Im Rahmen des Geschichtsunterrichts hatte die Werk-statt-Klasse am 26. Februar 2015 Besuch von einer Überlebenden des Holocaust. Henriette Kretz, gebürtige Polin und nun in Antwerpen in Belgien lebend, war angereist, um den Schülern ihre Lebensgeschichte aus der Zeit des 2. Weltkriegs und der Judenverfolgung zu erzählen.
Die zierliche 81jährige hatte im Handumdrehen die volle Aufmerksamkeit der Schüler, als sie begann, von ihrer Kindheit bei Beginn und während des 2. Weltkrieges zu berichten.
Sehr eindrucksvoll schilderte die ehemalige Lehrerin, wie sie sich als Kind vor der Verfolgung durch die Nationalsozialisten verstecken musste und wie Sie ihre Eltern verlor.
Das mutige Eingreifen von katholischen Ordensschwestern bewahrte Sie vor dem Tod, dem sie, versteckt in einem Kinderheim, entkam.
Ihre Geschichte hat Frau Kretz in dem Buch „Willst du meine Mutter sein?
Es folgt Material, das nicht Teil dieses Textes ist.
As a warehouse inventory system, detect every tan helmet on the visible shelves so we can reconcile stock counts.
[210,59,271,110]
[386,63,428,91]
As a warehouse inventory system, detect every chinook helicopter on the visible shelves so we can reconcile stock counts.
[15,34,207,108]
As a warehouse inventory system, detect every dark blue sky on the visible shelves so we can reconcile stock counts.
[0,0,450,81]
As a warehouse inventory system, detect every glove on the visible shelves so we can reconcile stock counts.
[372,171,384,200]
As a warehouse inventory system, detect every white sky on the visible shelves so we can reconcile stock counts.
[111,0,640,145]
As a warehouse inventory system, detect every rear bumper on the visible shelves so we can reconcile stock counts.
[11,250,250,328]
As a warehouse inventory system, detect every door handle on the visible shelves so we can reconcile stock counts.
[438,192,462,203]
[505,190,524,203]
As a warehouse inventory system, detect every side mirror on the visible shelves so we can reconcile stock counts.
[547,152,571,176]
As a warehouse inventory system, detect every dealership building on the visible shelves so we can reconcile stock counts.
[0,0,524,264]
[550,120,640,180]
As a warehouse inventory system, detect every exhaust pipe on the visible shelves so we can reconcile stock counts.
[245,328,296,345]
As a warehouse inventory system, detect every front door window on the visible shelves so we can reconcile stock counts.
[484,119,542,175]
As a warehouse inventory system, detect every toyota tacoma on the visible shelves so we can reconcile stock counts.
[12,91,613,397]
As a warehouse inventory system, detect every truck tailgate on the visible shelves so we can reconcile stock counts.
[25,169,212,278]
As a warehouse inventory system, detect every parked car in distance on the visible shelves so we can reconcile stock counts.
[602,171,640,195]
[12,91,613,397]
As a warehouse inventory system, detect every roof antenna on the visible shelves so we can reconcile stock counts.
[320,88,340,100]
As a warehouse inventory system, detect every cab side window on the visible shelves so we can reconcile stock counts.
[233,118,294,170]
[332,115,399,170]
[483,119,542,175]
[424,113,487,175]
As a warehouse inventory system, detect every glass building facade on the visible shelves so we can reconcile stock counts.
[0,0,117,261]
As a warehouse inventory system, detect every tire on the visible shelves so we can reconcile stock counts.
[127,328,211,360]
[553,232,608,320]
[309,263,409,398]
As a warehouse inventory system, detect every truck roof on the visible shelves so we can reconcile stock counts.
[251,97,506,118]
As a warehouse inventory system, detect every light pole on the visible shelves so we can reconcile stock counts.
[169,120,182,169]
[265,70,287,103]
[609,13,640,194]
Kindheit im Schatten der Schoah“ aufgeschrieben. Es ist im Hille Verlag erschienen.
Organisator dieser und ähnlicher Zeitzeugenaktionen ist das Maximilian-Kolbe-Werk, das für die Reise-und Unkosten der jeweiligen Zeitzeugen aufkommt. Die Zeitzeugen, die ansonsten rein ehrenamtlich tätig sind, versuchen jungen Menschen besonders an Schulen Geschichte aus ihren Erfahrungen nahezubringen.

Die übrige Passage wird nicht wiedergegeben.